5. The magnetic core material according to any one of claims 1-4, characterized in that, The Vickers hardness of the magnetic core material was tested according to GB / T 4340.1-2009, and the fracture toughness was tested according to GB / T 21143-2014.

6. The magnetic core material according to any one of claims 1-4, characterized in that, The magnetic core material is a nickel-zinc ferrite core, which comprises Fe2O3, ZnO, and NiO. The mass percentages of Fe2O3, ZnO, and NiO are as follows, taking the total mass of Fe2O3, ZnO, and NiO as 100%: Fe2O3 60%–70% ZnO 10%–15% NiO 20%–25%.

7. The magnetic core material according to claim 6, characterized in that, The magnetic permeability of the core material is μ, where μ is greater than or equal to 1000, and the loss of the core material is P, where P is less than or equal to 0.5 W / kg.

8. A method for preparing a magnetic core material, characterized in that, The method for preparing the magnetic core material according to any one of claims 1-7 includes the following steps: The raw materials for preparing the magnetic core material are mixed, pressed into shape, and sintered to obtain the magnetic core material.

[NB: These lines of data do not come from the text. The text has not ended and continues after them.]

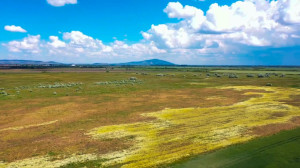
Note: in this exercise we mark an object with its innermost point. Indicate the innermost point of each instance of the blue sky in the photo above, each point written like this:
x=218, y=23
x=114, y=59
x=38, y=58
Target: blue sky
x=249, y=32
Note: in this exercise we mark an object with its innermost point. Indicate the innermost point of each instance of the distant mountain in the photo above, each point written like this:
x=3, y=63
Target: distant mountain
x=151, y=62
x=27, y=62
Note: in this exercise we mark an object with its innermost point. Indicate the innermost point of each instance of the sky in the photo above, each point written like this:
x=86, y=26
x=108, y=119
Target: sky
x=195, y=32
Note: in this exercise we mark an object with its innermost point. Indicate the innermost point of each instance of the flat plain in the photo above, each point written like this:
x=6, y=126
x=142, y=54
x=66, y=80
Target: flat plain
x=149, y=117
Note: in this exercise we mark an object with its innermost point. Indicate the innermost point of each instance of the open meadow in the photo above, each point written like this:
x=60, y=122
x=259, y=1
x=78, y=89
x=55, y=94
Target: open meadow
x=150, y=117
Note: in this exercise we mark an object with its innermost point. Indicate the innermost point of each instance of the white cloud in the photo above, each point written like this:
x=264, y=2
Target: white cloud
x=220, y=33
x=14, y=28
x=61, y=2
x=30, y=44
x=250, y=23
x=75, y=43
x=56, y=43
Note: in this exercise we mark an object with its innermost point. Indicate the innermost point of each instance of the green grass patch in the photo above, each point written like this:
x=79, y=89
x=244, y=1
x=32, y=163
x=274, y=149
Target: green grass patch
x=279, y=150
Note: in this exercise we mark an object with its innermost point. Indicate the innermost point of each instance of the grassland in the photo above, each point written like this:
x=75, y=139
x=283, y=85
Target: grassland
x=66, y=118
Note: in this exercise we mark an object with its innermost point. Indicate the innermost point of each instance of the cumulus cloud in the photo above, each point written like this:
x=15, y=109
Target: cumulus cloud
x=56, y=43
x=253, y=23
x=61, y=2
x=77, y=44
x=30, y=44
x=14, y=28
x=220, y=33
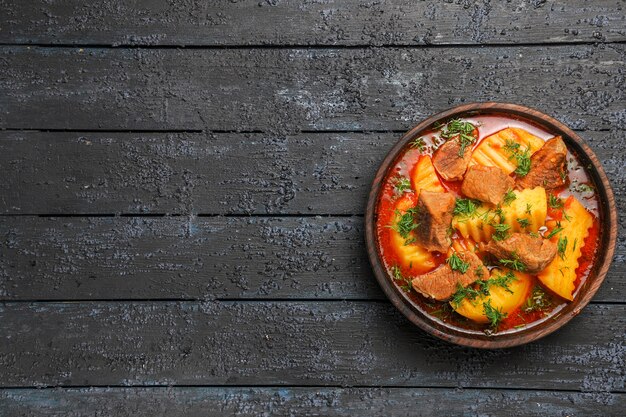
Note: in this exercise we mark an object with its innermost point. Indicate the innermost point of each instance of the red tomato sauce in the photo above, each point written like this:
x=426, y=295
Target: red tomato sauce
x=522, y=316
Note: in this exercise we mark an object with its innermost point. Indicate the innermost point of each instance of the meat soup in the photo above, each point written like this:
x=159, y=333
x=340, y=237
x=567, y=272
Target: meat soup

9. The method for preparing the magnetic core material according to claim 8, characterized in that, The sintering process involves sintering at 1100℃~1250℃ for 1.5h~4h.

10. A coated inductor, characterized in that, It includes the magnetic core material as described in any one of claims 1-7 or the magnetic core material prepared by the preparation method as described in any one of claims 8-9.